Hi! I’m a fucking queer disabled librarian, and we literally continue to deal with this shit all the time.
You know what my favourite example is? In 2014 there was a petition to remove the Governor General’s Award from the book When Everything Feels Like The Movies because of its sexual content and the unabashedly sexual nature of its 15yo protagonist.
It was a story about a really fucked up 15yo queer teen who ended tragically and it is one of the most brutally uncomfortably honest and fucking accurate stories I’ve ever read, written by an author who shared every applicable oppression with his protagonist, who was writing from experience, and who wrote the book in response to the murder of a queer teen. The book was and is also subject to wide attempts to remove it from circulation in libraries.

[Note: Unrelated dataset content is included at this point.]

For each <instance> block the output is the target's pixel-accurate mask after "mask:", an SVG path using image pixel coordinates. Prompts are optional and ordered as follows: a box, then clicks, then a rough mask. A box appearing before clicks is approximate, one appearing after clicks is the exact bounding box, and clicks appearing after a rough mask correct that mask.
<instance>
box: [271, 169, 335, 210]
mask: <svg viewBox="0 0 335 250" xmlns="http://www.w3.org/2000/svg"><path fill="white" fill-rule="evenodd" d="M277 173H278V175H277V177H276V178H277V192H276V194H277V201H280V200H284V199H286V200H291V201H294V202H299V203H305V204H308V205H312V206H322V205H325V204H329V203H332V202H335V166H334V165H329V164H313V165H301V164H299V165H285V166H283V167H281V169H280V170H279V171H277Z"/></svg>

That’s literally just one example.
“Sexuality” and “glorifying unhealthy sexuality” and “glorifying sexual abuse” and “glorifying drug use” and “glorifying youth violence” and all that fucking shit is used regularly and consistently to attempt to suppress the voices of queer authors, especially those speaking to or of adolescents and especially those from multiple axes of marginalization (particularly if those are backgrounds that mean their lives and the lives of their protagonists involve realities with which the middle-class norm is uncomfortable, like violence, abuse, prevalence of narcotics and substance use disorders, mental illness and the realities of dealing with those, living through those, and surviving those.
They are subject to the most active attempts to censor, and they are subject to the most extensive networks of passive censorship, to the point that many such works of art just die or fizzle out because it’s really fucking effective.

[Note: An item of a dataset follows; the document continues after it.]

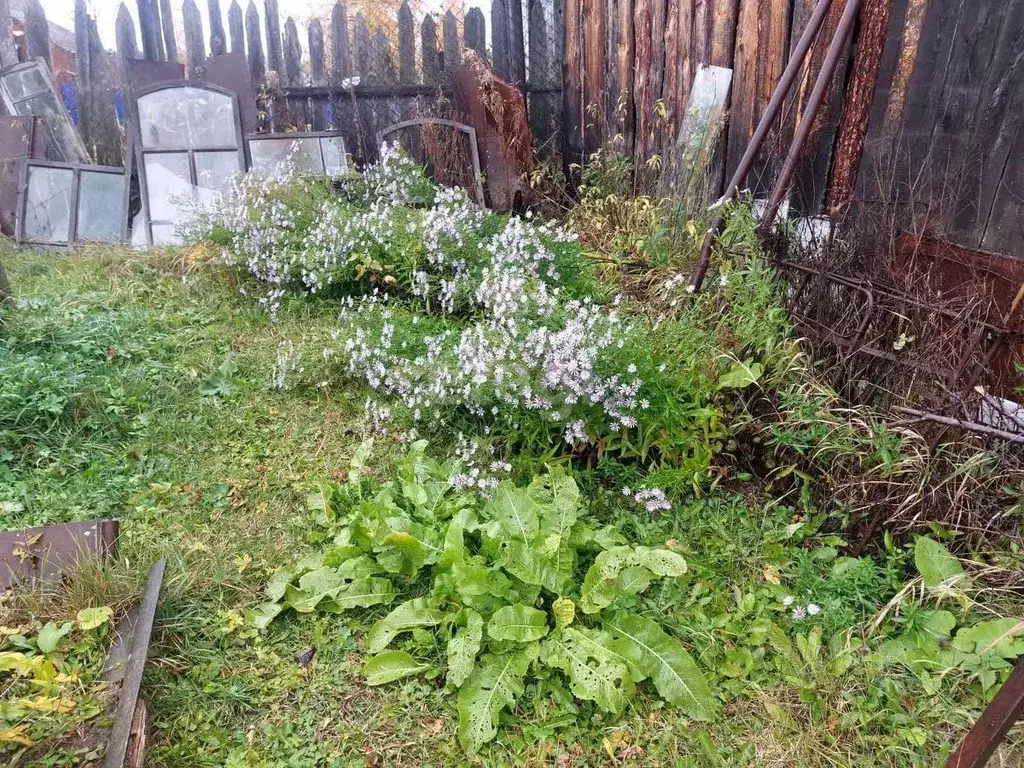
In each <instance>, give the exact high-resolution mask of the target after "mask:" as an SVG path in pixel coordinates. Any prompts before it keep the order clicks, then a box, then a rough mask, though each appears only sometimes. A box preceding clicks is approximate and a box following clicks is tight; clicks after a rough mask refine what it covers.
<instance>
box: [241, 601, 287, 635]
mask: <svg viewBox="0 0 1024 768" xmlns="http://www.w3.org/2000/svg"><path fill="white" fill-rule="evenodd" d="M284 609H285V606H284V605H282V604H281V603H271V602H265V603H260V604H259V605H257V606H256V607H255V608H248V609H246V621H247V622H249V624H251V625H252V626H253V627H255V628H257V629H260V630H265V629H266V628H267V627H269V626H270V622H272V621H273V620H274V618H275V617H276V615H278V614H279V613H281V611H282V610H284Z"/></svg>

You may not hear of these fights, either through literal naïveté and sheltered innocence or through wilful obliviousness but I fucking live here, thank you. And that’s here and now; I’m tired, I need coffee and frankly this isn’t worth more time than this, but I suggest you start looking at how pornography laws were used against fucking reproductive freedom education and sometimes still are, and maybe you’ll learn something.